At the same time, as the idea of terroir (natural environment) becomes ever more important in luxury, the company is also making a special effort to use and promote indigenous British products like blackcurrants, English hops, and oats. Differentiation has been introduced in packaging too—for instance, the men’s skincare range has been re-titled The Gentleman Floris (it even has its eponymous web-based sales portal) and its design and colouration is denser and masculine. “Originally, the business was mostly male-focussed but over time the women’s business has really grown, and at the moment it is pretty equal, roughly 50-50,” says Bodenham. “The name Floris, you know, sounds quite feminine, full of flowers and so on, so we wanted to add the word ‘gentleman’ before it to clearly explain to the customer that this is a product for men.”
To promote the men’s range, Floris has been organising pop-up barber sessions that teach men “the art of shaving” (always hot water to soften the stubble, face scrub twice a week to get rid of dead skin, etc.), and sessions with whisky maker Glenfiddich and famed cigar maker Sautter.
The perfumer to the house of windsor for 200 years almost never speaks about what products members of the royal family use.
This is an interesting moment in the history of perfume when the clock is turning on the gender divide. The history of perfume began with both men and women wearing the same essential oils like rose, lavender, and geranium and then, around the late 19th century, it sort of bifurcated into speciality scents for men and women. And now, slowly, the trend of unisex perfumes is on the rise again. In total, Floris has a range of 26 fragrances—10 for women, five for men, and the rest, unisex.
There is also another kind of demand which is quite new—that of a bespoke service. Floris offers two kinds—a $570 two-hour service where customers come in, try out a range of perfumes, and mix and match alongside a Floris perfume maker to create something they like. “At the end of two hours, what they have is a completely unique fragrance that has been made just for them and according to what suits their nose the best,” says Bodenham. And they also get to carry home a 100-ml bottle of the perfume they have just made, the recipe for which is noted and kept carefully for the customer to return and order more of the same anytime. “Once you create this peculiar scent that belongs only to you, we will never reveal its ingredients and proportions to anyone else, nor shall we ever sell it to anyone else. It will forever be there for this one customer.” The cost of the first bottle of perfume is included in the consultation charge, and each subsequent bottle costs about $204.

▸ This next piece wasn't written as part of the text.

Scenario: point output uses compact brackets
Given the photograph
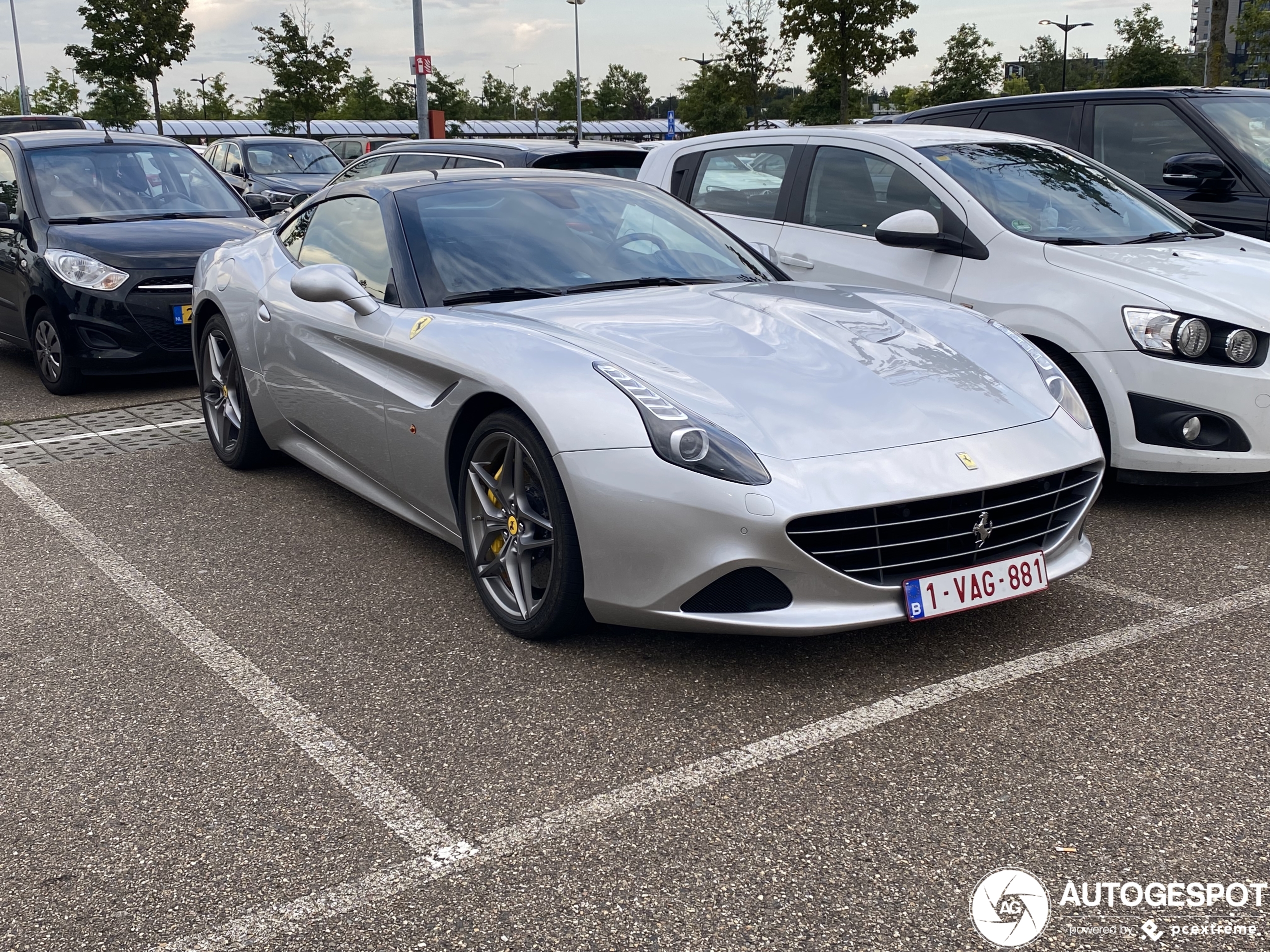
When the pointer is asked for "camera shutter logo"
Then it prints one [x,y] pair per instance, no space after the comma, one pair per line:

Floris also offers an even more evolved and elaborate bespoke perfume-making experience for $5,700 in which the customer comes to Floris for a series of consultations spread over any amount of time—the number of consultations or total time-period is not specified. At the end of each consultation, the customer takes home a testing bottle of fragrance to wear and try out and get feedback, and then return to tweak the formula further. At the end of this process, the customer is given five 100-ml bottles to take home whose price is included in the consultation fee. Each subsequent order costs $204. Eau de parfum is more expensive than eau de toilette because the former has a greater proportion of essential oils and less alcohol. The most inexpensive thing that Floris sells is a hand cream for $30.
Through the years, the most exciting perfume in the Floris range is perhaps still Special No. 127—a favourite of Winston Churchill, and actor and former Argentine first lady Eva Perón. The perfume was originally made for Russia’s Grand Duke Orloff in 1890. “When Darkest Hour, the film on Winston Churchill during the war, was being shot, the assistant of the lead actor, Gary Oldman, bought bottles of Special No. 127 because the actor wanted to wear the perfume to get into the skin of the character,” Bodenham tells me. “That is the power of scent.”